Las semanas difíciles del verano parecían casi olvidadas. Mark se había cabreado mucho con el asunto de la cuenta y contra los deseos de Eduardo había seguido manteniendo reuniones con inversores hasta culminar en el acuerdo de financiación con Thiel. Los dos habían discutido por teléfono unas cuantas veces —como haría cualquier pareja de amigos metidos en algo que se había vuelto más grande de lo que ninguno de ellos había esperado— pero habían llegado a una especie de entente sobre la base de que lo importante era la empresa, y ésta seguía adelante sin problemas. Eduardo probablemente se había pasado de la raya con lo de la cuenta, y Mark había sido algo distante y egoísta al tomar decisiones sin consultarle; pero Eduardo deseaba ser razonable y pasar página, por el bien de la empresa. Todo eso eran negocios, y ellos eran amigos. Ya encontrarían el modo de resolver los problemas.
Con este fin, Mark le había pedido que se quedara un poco al margen, para sacarse preocupaciones de la cabeza y también para que Eduardo pudiera concentrarse en la universidad. Le había convencido de que la empresa estaba creciendo demasíado para que una sola persona pudiera controlar todo el aspecto empresarial del asunto, de que sus demandas eran simplemente imposibles de cumplir. A la vista de cómo seguían creciendo —se acercaban a los 750.000 usuarios, e iban camino del millón— Mark y Dustin iban a sacar el tiempo de la universidad, tal vez un semestre, probablemente no más que eso, y también tenían previsto contratar a un ejecutivo de ventas para que supliera el trabajo que ellos mismos no pudieran hacer y para que llevara algunas de las cosas que Eduardo había estado gestionado desde Nueva York. También estaban añadiendo a toda prisa funciones a la página, algunas realmente increíbles. Habían creado algo llamado el «muro», un espacio donde la gente podía comunicarse en un formato muy abierto, que realmente no se había visto nunca en ninguna red social. Y ahora también había grupos a los que la gente se podía unir o bien crear otros nuevos, una idea que Eduardo había lanzado ya en sus primeras conversaciones sobre la página. El ritmo al que inventaban cosas nuevas era increíble, casi tanto como el crecimiento viral de la base de usuarios.
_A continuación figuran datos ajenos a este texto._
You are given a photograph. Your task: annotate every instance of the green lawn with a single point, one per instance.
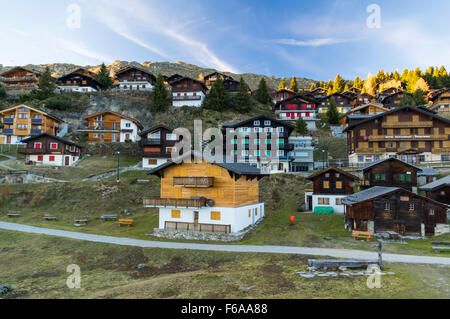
(87, 167)
(35, 266)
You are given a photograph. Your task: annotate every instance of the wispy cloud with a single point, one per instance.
(316, 42)
(155, 20)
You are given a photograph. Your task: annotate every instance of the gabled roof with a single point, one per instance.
(333, 169)
(398, 109)
(259, 117)
(52, 137)
(377, 191)
(155, 128)
(34, 109)
(117, 114)
(370, 165)
(236, 168)
(437, 184)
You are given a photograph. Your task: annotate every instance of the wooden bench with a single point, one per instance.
(362, 234)
(13, 214)
(50, 217)
(110, 217)
(440, 245)
(128, 222)
(81, 220)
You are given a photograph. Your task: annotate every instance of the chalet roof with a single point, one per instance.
(115, 113)
(237, 168)
(155, 128)
(397, 109)
(427, 171)
(35, 110)
(366, 167)
(260, 117)
(437, 184)
(377, 191)
(334, 169)
(57, 138)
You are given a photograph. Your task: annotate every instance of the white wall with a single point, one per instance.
(338, 209)
(237, 217)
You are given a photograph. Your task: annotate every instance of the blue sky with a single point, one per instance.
(313, 39)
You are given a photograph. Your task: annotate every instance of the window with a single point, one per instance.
(176, 213)
(215, 215)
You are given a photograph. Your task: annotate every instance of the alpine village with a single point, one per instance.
(338, 164)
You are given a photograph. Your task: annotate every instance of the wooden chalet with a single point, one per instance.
(108, 126)
(438, 190)
(157, 145)
(361, 112)
(135, 78)
(20, 78)
(22, 121)
(207, 196)
(413, 134)
(330, 186)
(380, 209)
(440, 101)
(80, 80)
(188, 92)
(46, 149)
(390, 172)
(269, 154)
(211, 78)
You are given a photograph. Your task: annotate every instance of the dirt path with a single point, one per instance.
(330, 252)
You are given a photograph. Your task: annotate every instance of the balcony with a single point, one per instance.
(211, 228)
(23, 150)
(8, 120)
(407, 124)
(187, 98)
(193, 181)
(174, 202)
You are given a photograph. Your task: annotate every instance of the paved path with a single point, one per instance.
(337, 253)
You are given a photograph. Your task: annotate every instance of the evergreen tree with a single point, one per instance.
(103, 78)
(301, 127)
(218, 98)
(262, 94)
(294, 86)
(46, 85)
(332, 113)
(242, 101)
(282, 84)
(160, 96)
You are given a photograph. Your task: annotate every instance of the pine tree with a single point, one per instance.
(160, 96)
(294, 86)
(103, 78)
(46, 85)
(262, 94)
(332, 113)
(218, 98)
(282, 84)
(301, 127)
(242, 101)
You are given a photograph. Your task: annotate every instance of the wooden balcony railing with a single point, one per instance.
(174, 202)
(193, 181)
(406, 124)
(212, 228)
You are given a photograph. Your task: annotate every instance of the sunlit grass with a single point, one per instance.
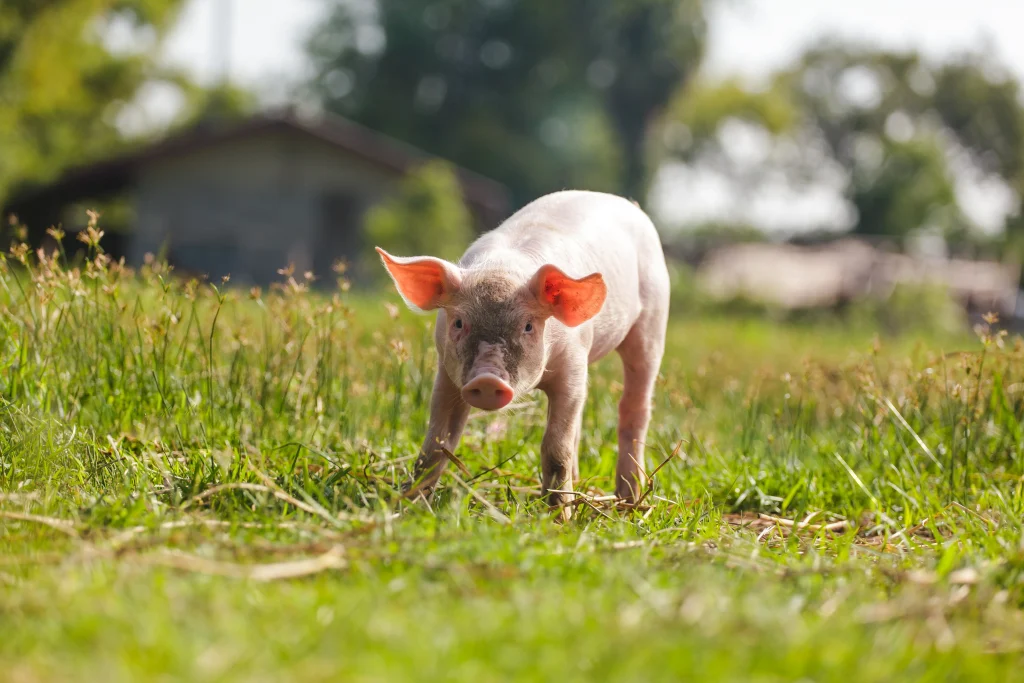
(200, 482)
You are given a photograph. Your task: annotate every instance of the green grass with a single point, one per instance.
(170, 454)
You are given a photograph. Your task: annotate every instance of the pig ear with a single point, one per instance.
(570, 301)
(424, 282)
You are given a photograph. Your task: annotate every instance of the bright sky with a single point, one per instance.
(751, 38)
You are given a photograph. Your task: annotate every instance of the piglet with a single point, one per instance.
(561, 283)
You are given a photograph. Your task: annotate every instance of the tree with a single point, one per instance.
(427, 217)
(62, 85)
(899, 129)
(539, 94)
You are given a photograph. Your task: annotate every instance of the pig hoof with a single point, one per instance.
(560, 505)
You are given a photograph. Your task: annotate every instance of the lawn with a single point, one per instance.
(201, 483)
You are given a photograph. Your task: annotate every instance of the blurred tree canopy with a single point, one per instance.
(62, 85)
(427, 217)
(541, 95)
(900, 129)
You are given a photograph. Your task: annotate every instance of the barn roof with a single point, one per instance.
(115, 174)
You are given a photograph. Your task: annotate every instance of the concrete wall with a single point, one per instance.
(253, 206)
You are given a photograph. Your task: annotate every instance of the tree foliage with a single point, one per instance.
(901, 129)
(539, 94)
(428, 216)
(61, 85)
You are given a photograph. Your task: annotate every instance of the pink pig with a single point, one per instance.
(564, 281)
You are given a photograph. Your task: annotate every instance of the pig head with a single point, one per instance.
(492, 332)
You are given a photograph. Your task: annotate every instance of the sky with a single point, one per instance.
(748, 38)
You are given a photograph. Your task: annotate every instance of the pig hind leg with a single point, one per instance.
(641, 352)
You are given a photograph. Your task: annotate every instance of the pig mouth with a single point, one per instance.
(486, 391)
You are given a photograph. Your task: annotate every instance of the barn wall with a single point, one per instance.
(251, 207)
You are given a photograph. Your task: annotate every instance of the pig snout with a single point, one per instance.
(487, 392)
(487, 387)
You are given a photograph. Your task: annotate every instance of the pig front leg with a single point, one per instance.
(448, 419)
(559, 449)
(641, 352)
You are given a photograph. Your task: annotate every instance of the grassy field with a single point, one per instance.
(202, 485)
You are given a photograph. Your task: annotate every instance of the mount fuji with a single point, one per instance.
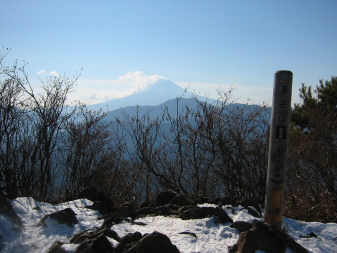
(154, 94)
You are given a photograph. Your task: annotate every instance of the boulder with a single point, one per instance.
(187, 200)
(56, 248)
(66, 216)
(220, 216)
(104, 204)
(267, 238)
(92, 234)
(163, 198)
(127, 242)
(241, 226)
(154, 243)
(226, 200)
(96, 245)
(165, 210)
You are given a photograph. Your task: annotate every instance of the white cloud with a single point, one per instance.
(41, 71)
(139, 80)
(54, 73)
(98, 91)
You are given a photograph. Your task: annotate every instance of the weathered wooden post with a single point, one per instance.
(278, 145)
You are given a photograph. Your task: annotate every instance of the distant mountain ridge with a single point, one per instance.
(155, 94)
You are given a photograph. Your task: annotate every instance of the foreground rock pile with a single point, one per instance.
(253, 236)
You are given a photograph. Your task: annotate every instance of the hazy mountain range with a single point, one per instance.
(155, 94)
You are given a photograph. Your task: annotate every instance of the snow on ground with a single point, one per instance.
(201, 235)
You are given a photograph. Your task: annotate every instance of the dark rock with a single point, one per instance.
(88, 235)
(252, 212)
(7, 209)
(56, 248)
(104, 205)
(187, 200)
(166, 210)
(203, 212)
(65, 216)
(189, 233)
(253, 203)
(97, 245)
(226, 200)
(310, 235)
(241, 226)
(125, 211)
(163, 198)
(267, 238)
(154, 243)
(109, 221)
(148, 204)
(128, 242)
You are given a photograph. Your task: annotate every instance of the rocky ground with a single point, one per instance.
(172, 223)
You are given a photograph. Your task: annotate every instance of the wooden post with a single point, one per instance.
(278, 144)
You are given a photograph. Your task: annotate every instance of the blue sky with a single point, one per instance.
(206, 44)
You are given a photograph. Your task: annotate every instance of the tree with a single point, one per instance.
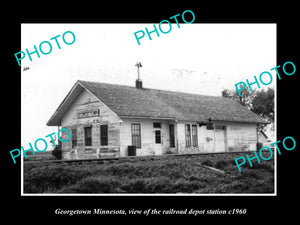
(263, 105)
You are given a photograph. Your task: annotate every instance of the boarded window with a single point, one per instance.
(104, 135)
(187, 135)
(157, 136)
(220, 127)
(156, 125)
(172, 135)
(194, 136)
(74, 137)
(136, 135)
(88, 136)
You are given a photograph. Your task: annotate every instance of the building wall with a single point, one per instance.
(85, 104)
(147, 137)
(235, 137)
(241, 137)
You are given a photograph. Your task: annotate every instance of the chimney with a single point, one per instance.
(139, 83)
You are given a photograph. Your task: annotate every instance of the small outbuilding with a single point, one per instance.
(108, 120)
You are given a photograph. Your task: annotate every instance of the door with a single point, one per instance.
(158, 149)
(220, 138)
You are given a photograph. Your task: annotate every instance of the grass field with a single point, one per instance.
(152, 175)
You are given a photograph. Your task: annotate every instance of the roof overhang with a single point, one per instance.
(73, 94)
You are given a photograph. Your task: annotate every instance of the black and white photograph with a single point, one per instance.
(148, 118)
(137, 112)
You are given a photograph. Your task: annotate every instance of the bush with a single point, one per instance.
(57, 152)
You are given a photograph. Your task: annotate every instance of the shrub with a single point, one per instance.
(100, 184)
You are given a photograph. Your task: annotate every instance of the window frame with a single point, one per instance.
(136, 136)
(156, 136)
(104, 135)
(172, 135)
(194, 135)
(74, 137)
(188, 141)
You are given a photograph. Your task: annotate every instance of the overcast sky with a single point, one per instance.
(195, 58)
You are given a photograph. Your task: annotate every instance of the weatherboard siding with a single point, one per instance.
(86, 103)
(241, 137)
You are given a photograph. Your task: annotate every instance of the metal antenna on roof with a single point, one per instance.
(138, 64)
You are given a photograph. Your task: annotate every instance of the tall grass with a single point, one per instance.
(151, 175)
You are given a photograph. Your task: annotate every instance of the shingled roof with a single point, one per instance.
(145, 102)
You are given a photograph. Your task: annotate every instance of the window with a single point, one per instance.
(156, 125)
(157, 137)
(136, 134)
(88, 136)
(103, 135)
(194, 136)
(220, 127)
(172, 135)
(74, 137)
(187, 135)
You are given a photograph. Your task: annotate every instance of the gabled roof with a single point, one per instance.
(131, 101)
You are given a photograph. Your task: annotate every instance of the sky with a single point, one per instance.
(195, 58)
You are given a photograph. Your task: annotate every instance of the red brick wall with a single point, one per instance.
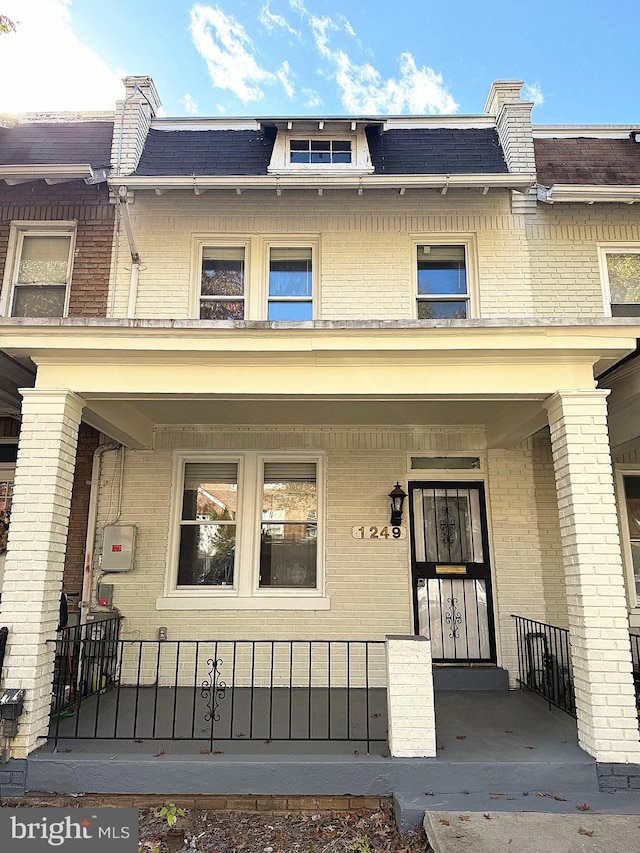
(89, 207)
(88, 440)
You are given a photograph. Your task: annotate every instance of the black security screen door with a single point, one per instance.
(451, 572)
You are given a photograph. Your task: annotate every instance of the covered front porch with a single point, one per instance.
(498, 426)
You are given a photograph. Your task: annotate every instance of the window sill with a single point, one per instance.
(235, 602)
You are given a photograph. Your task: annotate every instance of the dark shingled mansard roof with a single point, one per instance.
(57, 143)
(205, 152)
(584, 160)
(438, 151)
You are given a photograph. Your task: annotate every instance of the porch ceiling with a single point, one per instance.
(132, 421)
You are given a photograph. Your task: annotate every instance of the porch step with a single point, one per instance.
(410, 809)
(470, 678)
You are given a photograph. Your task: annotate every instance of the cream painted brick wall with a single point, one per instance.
(366, 246)
(368, 582)
(564, 258)
(605, 699)
(527, 554)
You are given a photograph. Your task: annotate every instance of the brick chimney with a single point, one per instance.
(513, 123)
(132, 122)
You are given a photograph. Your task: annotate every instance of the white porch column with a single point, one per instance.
(36, 551)
(410, 706)
(597, 607)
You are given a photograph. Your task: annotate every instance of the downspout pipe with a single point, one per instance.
(92, 520)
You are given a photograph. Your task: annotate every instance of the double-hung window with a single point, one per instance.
(442, 282)
(247, 530)
(243, 277)
(320, 151)
(222, 283)
(620, 267)
(38, 272)
(290, 295)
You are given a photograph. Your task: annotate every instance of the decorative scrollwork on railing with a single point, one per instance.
(213, 690)
(453, 618)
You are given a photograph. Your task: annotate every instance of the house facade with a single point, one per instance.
(296, 316)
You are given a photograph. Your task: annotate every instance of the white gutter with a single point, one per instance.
(133, 290)
(589, 193)
(521, 182)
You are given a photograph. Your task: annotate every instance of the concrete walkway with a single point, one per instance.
(518, 832)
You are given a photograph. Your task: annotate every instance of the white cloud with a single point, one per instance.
(48, 67)
(533, 93)
(228, 51)
(284, 76)
(364, 90)
(190, 104)
(271, 21)
(314, 98)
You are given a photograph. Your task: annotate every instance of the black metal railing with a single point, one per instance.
(635, 658)
(222, 690)
(544, 662)
(4, 634)
(86, 661)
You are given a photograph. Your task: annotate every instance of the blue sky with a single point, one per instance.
(578, 58)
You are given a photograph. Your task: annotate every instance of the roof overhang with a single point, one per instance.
(199, 183)
(589, 193)
(52, 174)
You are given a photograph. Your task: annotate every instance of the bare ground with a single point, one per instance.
(358, 830)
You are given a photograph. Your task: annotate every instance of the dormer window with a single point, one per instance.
(320, 151)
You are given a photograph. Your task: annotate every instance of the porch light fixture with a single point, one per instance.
(397, 495)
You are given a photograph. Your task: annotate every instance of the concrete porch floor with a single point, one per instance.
(489, 742)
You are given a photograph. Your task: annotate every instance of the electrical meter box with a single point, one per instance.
(118, 547)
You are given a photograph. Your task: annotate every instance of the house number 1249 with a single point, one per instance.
(376, 532)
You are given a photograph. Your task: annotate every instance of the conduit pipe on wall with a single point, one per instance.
(92, 520)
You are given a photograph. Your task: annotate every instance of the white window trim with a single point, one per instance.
(615, 248)
(245, 593)
(622, 471)
(34, 228)
(360, 156)
(293, 242)
(256, 275)
(471, 266)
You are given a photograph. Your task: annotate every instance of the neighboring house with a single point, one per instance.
(300, 314)
(56, 236)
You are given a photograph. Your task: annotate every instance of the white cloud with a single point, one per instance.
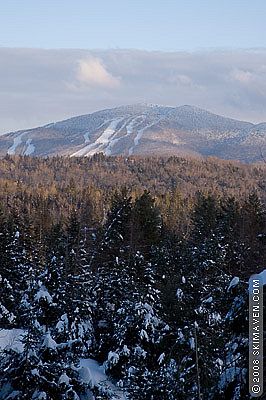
(42, 86)
(93, 73)
(242, 76)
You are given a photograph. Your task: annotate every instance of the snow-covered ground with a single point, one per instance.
(11, 339)
(30, 148)
(90, 371)
(16, 142)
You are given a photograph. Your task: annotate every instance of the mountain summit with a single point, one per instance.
(143, 129)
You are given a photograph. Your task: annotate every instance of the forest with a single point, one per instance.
(136, 267)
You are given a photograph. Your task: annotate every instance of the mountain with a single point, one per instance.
(143, 129)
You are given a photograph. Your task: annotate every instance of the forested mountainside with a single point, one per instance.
(127, 278)
(143, 129)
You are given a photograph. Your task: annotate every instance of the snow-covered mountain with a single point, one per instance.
(143, 129)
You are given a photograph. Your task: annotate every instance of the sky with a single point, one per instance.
(64, 58)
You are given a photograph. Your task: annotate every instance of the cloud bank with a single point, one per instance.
(41, 86)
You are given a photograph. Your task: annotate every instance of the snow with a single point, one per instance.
(234, 282)
(43, 294)
(262, 275)
(113, 357)
(64, 379)
(49, 342)
(62, 324)
(16, 142)
(179, 294)
(101, 142)
(139, 136)
(30, 148)
(92, 373)
(39, 395)
(11, 339)
(161, 358)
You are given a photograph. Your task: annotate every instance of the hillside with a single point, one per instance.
(143, 130)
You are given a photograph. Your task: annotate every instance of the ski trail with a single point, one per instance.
(30, 148)
(129, 129)
(139, 136)
(99, 143)
(86, 135)
(17, 142)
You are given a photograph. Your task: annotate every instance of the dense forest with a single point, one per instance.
(136, 266)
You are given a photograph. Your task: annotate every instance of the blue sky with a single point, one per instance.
(166, 25)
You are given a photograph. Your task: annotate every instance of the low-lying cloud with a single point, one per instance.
(40, 86)
(92, 72)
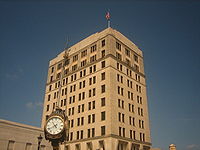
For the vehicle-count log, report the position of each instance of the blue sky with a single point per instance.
(168, 33)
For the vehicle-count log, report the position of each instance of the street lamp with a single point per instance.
(39, 141)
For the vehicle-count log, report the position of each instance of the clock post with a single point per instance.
(56, 128)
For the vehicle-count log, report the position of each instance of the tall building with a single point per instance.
(103, 92)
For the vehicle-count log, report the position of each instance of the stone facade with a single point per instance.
(17, 136)
(103, 93)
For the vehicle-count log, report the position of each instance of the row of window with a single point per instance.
(92, 69)
(91, 105)
(128, 73)
(90, 133)
(75, 67)
(132, 134)
(75, 57)
(92, 92)
(127, 51)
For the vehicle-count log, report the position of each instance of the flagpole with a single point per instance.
(108, 23)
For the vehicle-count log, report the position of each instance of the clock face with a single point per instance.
(54, 125)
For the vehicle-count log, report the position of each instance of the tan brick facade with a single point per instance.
(103, 92)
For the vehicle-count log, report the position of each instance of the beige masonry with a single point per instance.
(107, 103)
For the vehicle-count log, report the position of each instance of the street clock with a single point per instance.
(56, 128)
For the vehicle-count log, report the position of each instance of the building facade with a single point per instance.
(101, 86)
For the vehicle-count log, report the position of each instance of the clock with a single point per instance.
(54, 125)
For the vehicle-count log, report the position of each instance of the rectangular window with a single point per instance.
(103, 116)
(103, 88)
(103, 76)
(93, 118)
(93, 132)
(52, 69)
(93, 58)
(103, 53)
(103, 130)
(59, 66)
(103, 64)
(119, 56)
(103, 43)
(74, 67)
(118, 46)
(93, 48)
(83, 53)
(88, 133)
(127, 52)
(75, 58)
(136, 58)
(103, 101)
(49, 97)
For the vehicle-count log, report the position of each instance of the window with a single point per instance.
(103, 88)
(51, 78)
(88, 133)
(74, 67)
(11, 145)
(83, 63)
(103, 130)
(124, 132)
(81, 134)
(127, 52)
(66, 62)
(83, 53)
(93, 58)
(50, 87)
(58, 75)
(75, 58)
(77, 146)
(103, 64)
(66, 71)
(47, 107)
(103, 76)
(118, 46)
(92, 69)
(103, 43)
(119, 56)
(103, 116)
(93, 48)
(52, 69)
(89, 146)
(136, 58)
(103, 101)
(93, 118)
(49, 97)
(120, 131)
(93, 132)
(128, 62)
(59, 66)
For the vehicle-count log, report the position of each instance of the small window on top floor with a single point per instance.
(103, 43)
(75, 57)
(103, 53)
(59, 66)
(136, 58)
(103, 64)
(103, 130)
(52, 69)
(47, 107)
Al final, cuando se le pasó el arranque de furia del mes de julio, Eduardo había terminado por comprender que Mark haría las cosas a su manera; y ahora que el verano había terminado y Eduardo volvía a estar en la universidad, probablemente estaba mejor un poco al margen. Con el dinero de Thiel, Eduardo ya no estaba arriesgando su propio dinero, y realmente Thiel era un pozo sin fondo, de modo que no había peligro de que la empresa no pudiera responder a cualquier situación.
Por lo que respecta a Eduardo, estaba contento de haber vuelto a la universidad. Uno de los mejores momentos de su último curso tuvo lugar durante la primera semana, cuando sus amigos del Phoenix le dijeron que el presidente Summers había anunciado a los nuevos alumnos que había visitado los perfiles de todos en Facebook. Era una idea bastante increíble: que el presidente de Harvard usara su página para conocer a los nuevos alumnos. Sólo diez meses atrás, Mark y Eduardo habían sido dos colgados desconocidos, y ahora el presidente de Harvard estaba citando su creación.